Allow them to cook enough to handle without completely burning your fingers, but not completely. Remove the skins and mash with a fork or, better, with a potato masher until you obtain a homogeneous mash with no lumps. Do this as quickly as you can to prevent the potatoes from cooling off completely.
As you are mashing the potatoes, add the salt, instant potato mash (if using), then start adding the flour one spoon at a time and start kneading.
Knead energetically and quickly with both your hands to form a smooth and very soft ball. It should hold together without crumbling. Dust a little flour on it and cover with a kitchen towel.
Tear a golfball-sized piece of dough and cover the rest. Roll this piece of dough on a floured surface to form a long tubular shape about 2cm thick. Cut the dough into equal sized gnocchi and place on a floured surface.
You can now cook them straight away or, using either a ridged gnocchi board, or the back of a fork, roll each gnocchi over it to impart the typical striped texture.
Bring a large pot of salted water to a boil and plunge your gnocchi in it. They'll only take 1-2 minutes to cook and you'll know they are ready once they come up floating.

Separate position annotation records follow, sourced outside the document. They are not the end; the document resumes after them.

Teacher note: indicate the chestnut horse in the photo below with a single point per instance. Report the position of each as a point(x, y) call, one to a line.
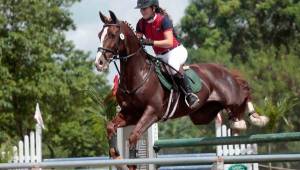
point(142, 98)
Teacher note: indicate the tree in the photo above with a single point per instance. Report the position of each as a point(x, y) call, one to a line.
point(38, 64)
point(259, 38)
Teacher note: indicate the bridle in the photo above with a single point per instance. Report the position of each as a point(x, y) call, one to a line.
point(117, 56)
point(116, 52)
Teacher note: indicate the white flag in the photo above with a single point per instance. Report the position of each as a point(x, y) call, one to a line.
point(38, 116)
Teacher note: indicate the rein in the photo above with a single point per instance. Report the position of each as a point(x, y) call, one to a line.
point(116, 56)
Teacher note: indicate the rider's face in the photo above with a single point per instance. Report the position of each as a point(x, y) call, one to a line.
point(147, 12)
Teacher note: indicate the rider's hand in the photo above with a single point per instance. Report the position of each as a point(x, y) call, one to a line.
point(147, 42)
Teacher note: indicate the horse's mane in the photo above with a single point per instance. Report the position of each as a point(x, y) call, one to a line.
point(242, 82)
point(135, 34)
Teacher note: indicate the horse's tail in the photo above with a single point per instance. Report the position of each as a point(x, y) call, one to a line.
point(242, 83)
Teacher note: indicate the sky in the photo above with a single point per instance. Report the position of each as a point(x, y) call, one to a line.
point(86, 17)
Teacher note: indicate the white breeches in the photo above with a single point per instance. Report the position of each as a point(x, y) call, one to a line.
point(175, 57)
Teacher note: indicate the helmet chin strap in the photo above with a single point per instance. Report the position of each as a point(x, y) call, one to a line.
point(151, 18)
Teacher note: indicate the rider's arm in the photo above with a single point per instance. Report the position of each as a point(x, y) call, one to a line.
point(167, 27)
point(167, 42)
point(139, 32)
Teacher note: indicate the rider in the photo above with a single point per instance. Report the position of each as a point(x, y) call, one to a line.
point(158, 29)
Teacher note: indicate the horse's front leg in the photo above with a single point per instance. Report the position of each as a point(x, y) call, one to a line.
point(118, 121)
point(149, 117)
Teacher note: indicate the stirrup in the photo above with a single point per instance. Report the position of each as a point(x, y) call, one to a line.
point(194, 104)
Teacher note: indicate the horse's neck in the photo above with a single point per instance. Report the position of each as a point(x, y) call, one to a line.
point(135, 68)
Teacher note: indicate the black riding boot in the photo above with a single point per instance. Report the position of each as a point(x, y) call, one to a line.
point(191, 99)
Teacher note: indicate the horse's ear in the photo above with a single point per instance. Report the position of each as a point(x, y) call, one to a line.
point(103, 18)
point(113, 17)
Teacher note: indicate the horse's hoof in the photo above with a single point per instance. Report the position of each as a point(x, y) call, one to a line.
point(259, 121)
point(238, 125)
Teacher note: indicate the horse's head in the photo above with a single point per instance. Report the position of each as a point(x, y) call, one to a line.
point(111, 41)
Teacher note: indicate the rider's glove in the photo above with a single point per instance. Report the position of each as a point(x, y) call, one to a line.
point(147, 42)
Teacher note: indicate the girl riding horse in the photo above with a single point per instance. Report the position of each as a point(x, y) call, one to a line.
point(157, 27)
point(144, 101)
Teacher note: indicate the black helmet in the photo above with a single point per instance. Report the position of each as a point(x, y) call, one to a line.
point(146, 3)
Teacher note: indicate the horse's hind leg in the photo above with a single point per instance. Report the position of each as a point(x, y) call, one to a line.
point(149, 117)
point(254, 117)
point(206, 113)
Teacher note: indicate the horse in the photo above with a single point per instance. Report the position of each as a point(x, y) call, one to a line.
point(143, 99)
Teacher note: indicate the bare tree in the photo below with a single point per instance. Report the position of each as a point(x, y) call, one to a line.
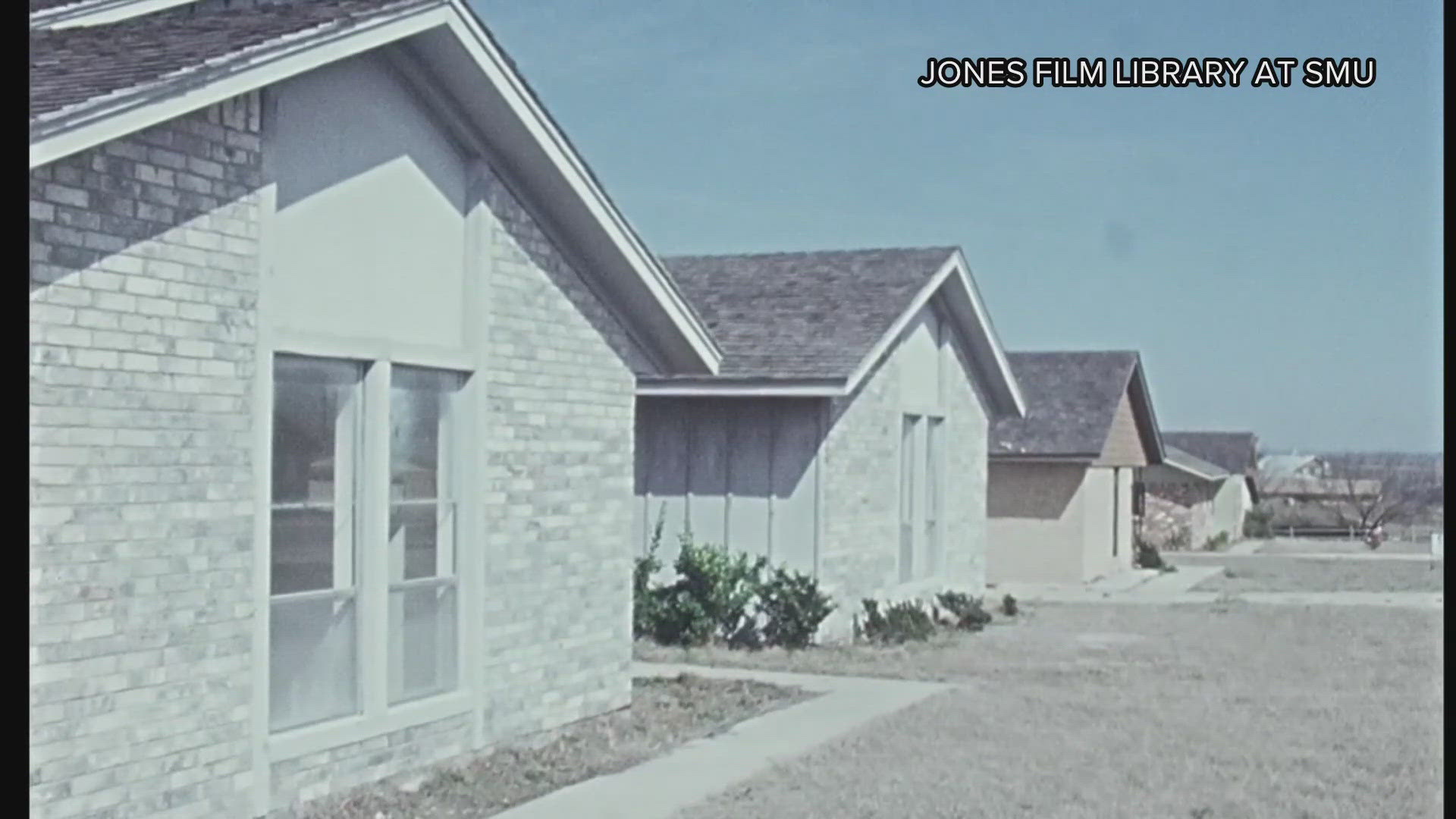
point(1376, 490)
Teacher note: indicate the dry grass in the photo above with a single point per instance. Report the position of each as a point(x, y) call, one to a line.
point(1285, 573)
point(1145, 711)
point(664, 713)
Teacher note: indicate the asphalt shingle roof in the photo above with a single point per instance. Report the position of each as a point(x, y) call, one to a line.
point(1235, 452)
point(807, 314)
point(74, 64)
point(1071, 403)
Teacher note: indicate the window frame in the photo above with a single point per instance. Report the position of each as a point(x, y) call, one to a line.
point(372, 589)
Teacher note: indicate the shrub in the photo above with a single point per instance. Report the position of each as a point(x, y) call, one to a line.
point(711, 598)
point(1180, 538)
point(1258, 523)
point(1216, 542)
point(900, 623)
point(792, 610)
point(1145, 554)
point(1009, 605)
point(647, 599)
point(965, 611)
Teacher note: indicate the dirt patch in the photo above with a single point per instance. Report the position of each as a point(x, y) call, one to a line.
point(664, 714)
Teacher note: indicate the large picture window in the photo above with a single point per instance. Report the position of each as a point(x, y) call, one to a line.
point(322, 534)
point(421, 534)
point(313, 634)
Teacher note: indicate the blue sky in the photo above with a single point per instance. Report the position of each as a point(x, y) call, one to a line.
point(1274, 254)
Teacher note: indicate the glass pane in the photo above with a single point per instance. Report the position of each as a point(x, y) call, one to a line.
point(302, 550)
point(417, 416)
point(417, 532)
point(422, 642)
point(310, 409)
point(312, 662)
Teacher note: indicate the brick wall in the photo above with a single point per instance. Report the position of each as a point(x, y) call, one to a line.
point(143, 286)
point(861, 496)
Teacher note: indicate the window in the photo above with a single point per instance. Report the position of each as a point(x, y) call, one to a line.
point(908, 494)
point(934, 557)
point(421, 535)
point(332, 554)
point(313, 648)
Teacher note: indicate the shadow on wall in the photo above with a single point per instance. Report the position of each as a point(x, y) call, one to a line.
point(1038, 491)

Note: If you are not using all the gnocchi straight away, the best way to store them is by freezing them (they stick together easily if you keep them in the fridge). To freeze them, place them on a tray so that they are not touching each other; then place the tray in the freezer for a few hours. Once they are frozen, you can transfer them to a ziplock bag and place them back in the freezer, where they now won't stick to each other.
When you are ready to cook them, drop them in boiling hot water while they are still frozen. IMPORTANT: do not defrost first, and then cook and they'll completely lose their texture if you do so. In the freezer, they'll last for several months.
Now for the tomato sauce:
Heat the olive oil and add the minced garlic, let it brown slightly. Add the tomatoes, season with salt and sugar, add half a glass of water and cook on medium low for about 40 minutes or until the sauce has thickened and the oil separated. Add the fresh basil and switch off the flame.
Throw the cooked gnocchi in the sauce, mix well, then shower with a generous amount of grated cheese.